Cumming, G., & Finch, S. (2001). A primer on the understanding, use, and calculation of confidence intervals that are based on central and noncentral distributions. Educational and Psychological Measurement, 61(4), 532-574.
Ben-Shachar, M.S., Patil, I., Thériault, R., Wiernik, B.M., Lüdecke, D. (2023). Phi, Fei, Fo, Fum: Effect Sizes for Categorical Data That Use the Chi‑Squared Statistic. Mathematics, 11, 1982. doi:10.3390/math11091982
Bergsma, W. (2013). A bias-correction for Cramer's V and Tschuprow's T. Journal of the Korean Statistical Society, 42(3), 323-328.

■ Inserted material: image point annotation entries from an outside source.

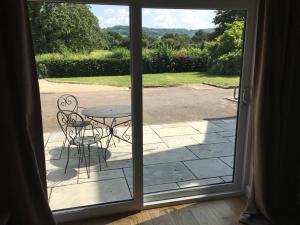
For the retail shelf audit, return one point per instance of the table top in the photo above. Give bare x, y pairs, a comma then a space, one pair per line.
108, 111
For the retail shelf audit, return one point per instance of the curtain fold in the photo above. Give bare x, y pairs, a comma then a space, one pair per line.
275, 123
23, 175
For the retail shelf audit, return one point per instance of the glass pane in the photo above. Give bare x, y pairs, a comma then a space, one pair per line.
83, 63
192, 62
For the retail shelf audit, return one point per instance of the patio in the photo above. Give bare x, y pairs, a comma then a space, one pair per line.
176, 156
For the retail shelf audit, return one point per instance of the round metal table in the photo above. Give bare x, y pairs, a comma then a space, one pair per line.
108, 116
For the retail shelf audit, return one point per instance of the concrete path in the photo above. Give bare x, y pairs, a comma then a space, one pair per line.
191, 102
176, 156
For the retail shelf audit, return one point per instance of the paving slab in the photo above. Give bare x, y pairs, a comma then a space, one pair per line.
202, 182
175, 131
227, 178
206, 127
228, 160
168, 155
160, 188
227, 125
162, 174
207, 168
155, 146
227, 133
212, 150
89, 193
151, 139
179, 141
59, 177
100, 175
210, 138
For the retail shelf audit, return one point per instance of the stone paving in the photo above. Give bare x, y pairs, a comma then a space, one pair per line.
176, 156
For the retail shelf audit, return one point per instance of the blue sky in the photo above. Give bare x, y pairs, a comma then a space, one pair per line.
109, 15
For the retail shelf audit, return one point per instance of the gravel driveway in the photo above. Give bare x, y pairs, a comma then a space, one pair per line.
161, 104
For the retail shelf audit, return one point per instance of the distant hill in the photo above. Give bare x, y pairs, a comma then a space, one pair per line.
157, 32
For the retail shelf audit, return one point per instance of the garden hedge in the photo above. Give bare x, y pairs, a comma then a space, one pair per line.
114, 66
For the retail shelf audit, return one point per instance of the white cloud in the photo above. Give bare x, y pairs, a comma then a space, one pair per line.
178, 18
109, 11
164, 19
116, 17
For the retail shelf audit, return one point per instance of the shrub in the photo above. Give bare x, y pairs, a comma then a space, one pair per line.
120, 53
227, 64
225, 51
159, 61
83, 67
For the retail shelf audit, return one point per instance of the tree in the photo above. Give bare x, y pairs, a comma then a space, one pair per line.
116, 40
60, 27
225, 51
199, 37
148, 41
226, 16
175, 40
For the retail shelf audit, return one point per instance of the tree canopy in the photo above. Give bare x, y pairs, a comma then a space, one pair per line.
60, 27
225, 51
226, 16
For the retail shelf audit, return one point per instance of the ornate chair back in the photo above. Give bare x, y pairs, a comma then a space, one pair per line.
68, 121
67, 102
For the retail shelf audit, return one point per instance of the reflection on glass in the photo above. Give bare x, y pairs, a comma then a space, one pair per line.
83, 62
191, 72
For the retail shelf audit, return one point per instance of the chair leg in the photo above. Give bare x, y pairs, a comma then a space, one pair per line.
89, 159
62, 147
85, 161
79, 159
68, 158
99, 157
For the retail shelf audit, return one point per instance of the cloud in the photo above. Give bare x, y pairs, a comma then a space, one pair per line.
178, 18
109, 11
164, 19
116, 17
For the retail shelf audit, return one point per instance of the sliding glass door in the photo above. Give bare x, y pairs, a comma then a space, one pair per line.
162, 92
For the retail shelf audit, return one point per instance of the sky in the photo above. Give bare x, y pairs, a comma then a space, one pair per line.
109, 15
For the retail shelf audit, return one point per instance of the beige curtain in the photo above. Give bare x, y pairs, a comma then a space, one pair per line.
275, 123
23, 189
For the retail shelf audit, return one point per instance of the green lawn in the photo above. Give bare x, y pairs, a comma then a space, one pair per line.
155, 80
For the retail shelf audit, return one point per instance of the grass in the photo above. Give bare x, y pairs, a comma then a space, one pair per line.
156, 80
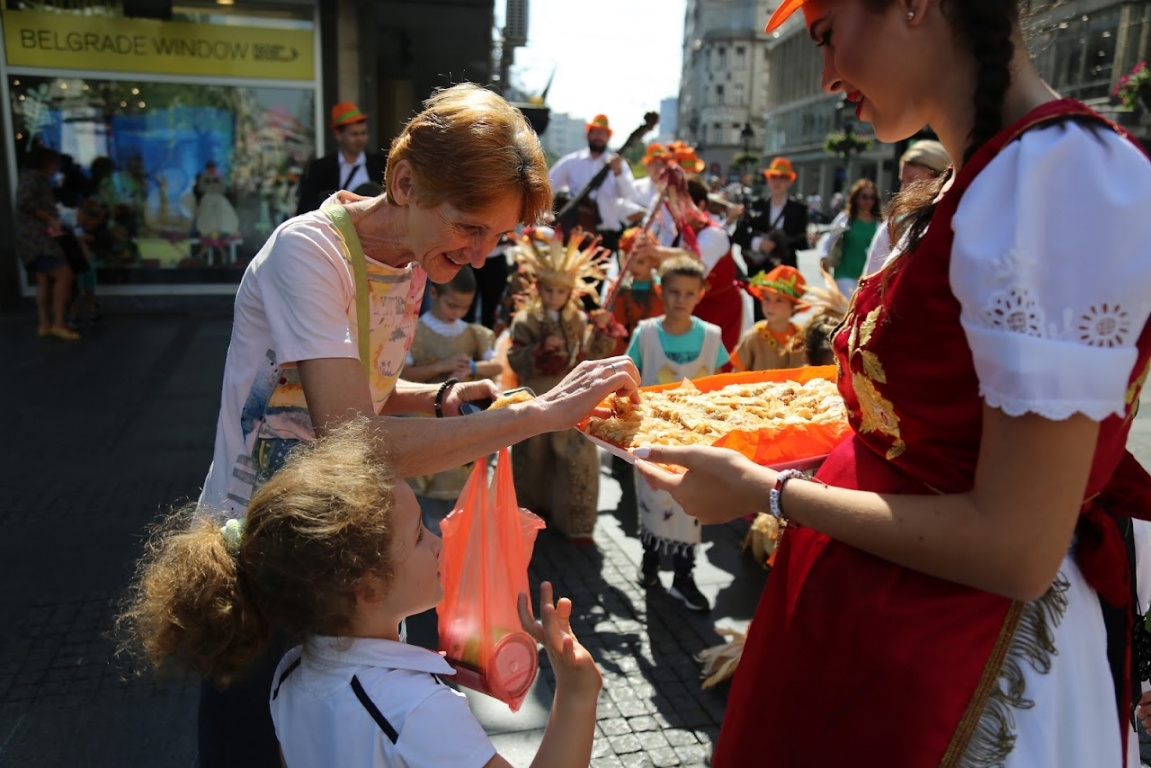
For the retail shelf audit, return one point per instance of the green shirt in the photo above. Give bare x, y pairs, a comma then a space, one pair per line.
856, 242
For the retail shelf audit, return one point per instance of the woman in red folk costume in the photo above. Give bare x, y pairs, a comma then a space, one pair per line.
947, 598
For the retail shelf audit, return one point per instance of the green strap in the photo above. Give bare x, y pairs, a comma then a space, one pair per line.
338, 217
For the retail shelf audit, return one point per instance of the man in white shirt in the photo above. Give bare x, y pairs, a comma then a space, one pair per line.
614, 207
350, 167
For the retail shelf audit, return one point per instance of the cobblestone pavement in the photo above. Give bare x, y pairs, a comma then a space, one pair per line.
101, 434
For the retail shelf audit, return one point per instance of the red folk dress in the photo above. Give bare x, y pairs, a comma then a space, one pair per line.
854, 660
722, 303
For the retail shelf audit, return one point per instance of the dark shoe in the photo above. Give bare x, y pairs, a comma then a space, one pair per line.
683, 587
649, 572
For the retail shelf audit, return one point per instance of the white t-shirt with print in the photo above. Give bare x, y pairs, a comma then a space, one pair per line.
297, 302
360, 702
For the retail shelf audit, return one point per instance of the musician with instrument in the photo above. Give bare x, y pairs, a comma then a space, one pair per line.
350, 167
601, 184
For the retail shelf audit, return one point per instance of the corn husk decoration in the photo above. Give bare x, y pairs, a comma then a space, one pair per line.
579, 265
719, 662
762, 539
828, 301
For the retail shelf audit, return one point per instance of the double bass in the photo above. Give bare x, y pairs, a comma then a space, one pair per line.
580, 211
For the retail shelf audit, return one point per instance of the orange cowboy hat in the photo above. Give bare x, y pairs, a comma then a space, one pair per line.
785, 9
782, 281
601, 122
685, 157
657, 152
345, 113
779, 167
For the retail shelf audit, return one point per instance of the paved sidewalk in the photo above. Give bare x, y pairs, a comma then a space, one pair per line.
104, 433
101, 434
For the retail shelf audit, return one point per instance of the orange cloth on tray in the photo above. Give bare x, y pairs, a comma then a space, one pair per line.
783, 445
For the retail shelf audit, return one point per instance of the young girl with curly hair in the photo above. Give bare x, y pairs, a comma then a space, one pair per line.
333, 552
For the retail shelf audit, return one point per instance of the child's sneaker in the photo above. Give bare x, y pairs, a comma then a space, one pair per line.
683, 587
649, 571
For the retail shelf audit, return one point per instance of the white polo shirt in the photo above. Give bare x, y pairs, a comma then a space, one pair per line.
358, 702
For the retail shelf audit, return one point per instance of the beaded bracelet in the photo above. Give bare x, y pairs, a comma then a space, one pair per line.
774, 497
440, 394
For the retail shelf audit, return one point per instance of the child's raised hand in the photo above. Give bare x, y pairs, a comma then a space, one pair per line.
576, 670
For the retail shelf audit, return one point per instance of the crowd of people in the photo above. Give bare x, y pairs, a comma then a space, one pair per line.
958, 582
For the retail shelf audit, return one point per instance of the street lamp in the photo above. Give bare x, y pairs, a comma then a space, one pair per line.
746, 137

Johnston, J. E., Berry, K. J., & Mielke Jr, P. W. (2006). Measures of effect size for chi-squared and likelihood-ratio goodness-of-fit tests. Perceptual and motor skills, 103(2), 412-414.
Rosenberg, M. S. (2010). A generalized formula for converting chi-square tests to effect sizes for meta-analysis. PloS one, 5(4), e10059.
Examples
data("Music_preferences")
# chisq.test(Music_preferences)
#>
#> Pearson's Chi-squared test
#>
#> data: Music_preferences
#> X-squared = 95.508, df = 6, p-value < 2.2e-16
#>
chisq_to_cohens_w(95.508,
n = sum(Music_preferences),
nrow = nrow(Music_preferences),
ncol = ncol(Music_preferences)
)
#> Cohen's w | 95% CI
#> ------------------------
#> 0.34 | [0.27, 1.41]
#>
#> - One-sided CIs: upper bound fixed at [1.41~].
data("Smoking_FASD")
# chisq.test(Smoking_FASD, p = c(0.015, 0.010, 0.975))
#>
#> Chi-squared test for given probabilities
#>
#> data: Smoking_FASD
#> X-squared = 7.8521, df = 2, p-value = 0.01972
chisq_to_fei(
7.8521,
n = sum(Smoking_FASD),
nrow = 1,
ncol = 3,
p = c(0.015, 0.010, 0.975)
)
#> Fei | 95% CI
#> -------------------
#> 0.01 | [0.00, 1.00]
#>
#> - Adjusted for uniform expected probabilities.
#> - One-sided CIs: upper bound fixed at [1.00].